Doty D B
Department of Surgery, LDS Hospital, Salt Lake City, Utah, USA.
Heart Lung Circ. 2000 May;9(1):9-15. doi: 10.1046/j.1444-2892.2000.009001009.x.
Endocarditis represents a difficult medical problem that must occasionally be treated surgically. Constitutional symptoms of infection are important and are usually the reason that the patient seeks medical attention. Fever is the most common sign of infective endocarditis and a heart murmur, which changes in character or is new, is a significant hallmark. The diagnosis for infective endocarditis is made by high index of suspicion in a patient with valvular heart disease or a prosthetic heart valve and in the presence of fever and a cardiac murmur. A positive blood culture is the hallmark of the diagnosis. The absolute indications for operative intervention are congestive heart failure, unstable prosthetic valve, uncontrolled infection, and relapse after optimal therapy (prosthetic valve).

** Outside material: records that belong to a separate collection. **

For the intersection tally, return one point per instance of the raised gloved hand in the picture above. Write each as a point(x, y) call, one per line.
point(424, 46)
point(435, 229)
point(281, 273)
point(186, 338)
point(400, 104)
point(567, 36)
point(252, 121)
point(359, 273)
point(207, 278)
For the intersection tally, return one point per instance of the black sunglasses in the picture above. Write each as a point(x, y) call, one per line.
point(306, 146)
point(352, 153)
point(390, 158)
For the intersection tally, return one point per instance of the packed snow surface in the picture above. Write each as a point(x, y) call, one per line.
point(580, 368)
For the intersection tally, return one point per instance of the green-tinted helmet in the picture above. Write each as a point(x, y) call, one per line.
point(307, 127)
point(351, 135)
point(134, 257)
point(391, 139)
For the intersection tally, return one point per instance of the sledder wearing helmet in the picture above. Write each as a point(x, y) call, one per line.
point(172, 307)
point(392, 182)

Relative indications for operative intervention are perivalvular extension of the infection, staphylococcal infection of a prosthesis, persistent fever (culture negative), large vegetation, or relapse after optimal therapy (native valve). The principles of surgical management are to remove all infected tissue by thorough debridement back to normal tissue. This is combined with replacement of damaged valves and repair of associated defects. The mortality after operation for infective endocarditis is 15-20%. Late survival after operation for infective endocarditis on a native heart valve is 70-80% at 5 years. Survival falls to 50-80% at 5 years for surgery on an infected prosthetic heart valve.